Stroke is more common than you’d think, and how quickly you get treatment makes a difference in how severe the damage to your brain is.
Stroke is the fifth leading cause of death in the United States, but survival rates have improved over the past few decades. The two main reasons for this include education and awareness. Knowing the signs and symptoms of this medical emergency increases survival and recovery rates.
What Causes a Stroke?
A stroke occurs when blood is not reaching your brain, preventing brain tissue from getting oxygen and nutrients. “Just as a heart attack happens when blood doesn’t get to your heart, the easiest way to think about a stroke is as a brain attack. Blood flow to your brain is interrupted or reduced,” states Stephanie Knewbow, Registered Nurse and Director of the Emergency Department at Pullman Regional Hospital.

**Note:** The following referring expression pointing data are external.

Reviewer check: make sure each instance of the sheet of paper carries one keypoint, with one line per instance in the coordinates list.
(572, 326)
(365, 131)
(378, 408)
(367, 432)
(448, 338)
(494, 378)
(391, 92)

The most common type of stroke, ischemic stroke, occurs when a blood clot blocks blood flow to the brain. A hemorrhagic stroke is caused by a blood vessel that leaks or ruptures in the brain.
Stroke Signs and Symptoms
“A quick assessment a family member can do is to use what we call the ‘BE FAST’ assessment,” says Knewbow. It stands for:
Balance: is the person having sudden trouble balancing, standing, or coordinating?
Eyesight changes: is the person experiencing sudden blurred or double vision? Are they experiencing sudden vision loss in one or both of their eyes?
Face: is one side of their face drooping or numb? Ask the person to smile to check.
Arms: can they raise them equally? Does one arm drift downwards?
Speech: can you understand their speech? Is it slurred or difficult to understand?
Time: call 9-1-1, and get the patient to the ER as soon as possible
Knewbow cautions against driving to the emergency room yourself. Instead, call 9-1-1 immediately and wait for help to arrive. “We really encourage calling 9-1-1, because the ambulance crew can call the ER, and we will be ready for you when you arrive. We’ll quickly start our stroke protocol,” she adds.
Treatment for Stroke
For ischemic stroke, clot-dissolving medication can be used—but it must be started within four hours of the onset of symptoms. If the patient is out of the window for clot-dissolving medication, clot retrieval is an option.
“At Pullman Regional Hospital, we use what’s called Telestroke, a service offered in partnership with Sacred Heart. A neurologist can assess the patient over a video monitor and decide what treatment would be best. If the patient is having a hemorrhagic stroke, they may need a surgical procedure to repair or remove the vessel,” notes Knewbow.
Know Your Risk Factors for Stroke
Knowing stroke risk factors—such as high blood pressure, high cholesterol, and smoking—is key for stroke prevention. If all three of these are present, individuals should see their primary care physician on a consistent basis. You can also do your own blood pressure checks or enlist community services for regular monitoring.
“Most fire stations will do free blood pressure checks. You can use those self-monitors at certain stores or pharmacies,” shares Knewbow. She also advises individuals to eat a healthy diet and take steps to quit smoking.
Unfortunately, strokes do happen—even if you’re taking precautions. In that case, Knewbow urges people to remember that response time is critical. “The most important thing we want you to remember is to call 9-1-1 and to get to a hospital quickly. Time loss is brain loss. We want you to get to the ER so we can start helping you.”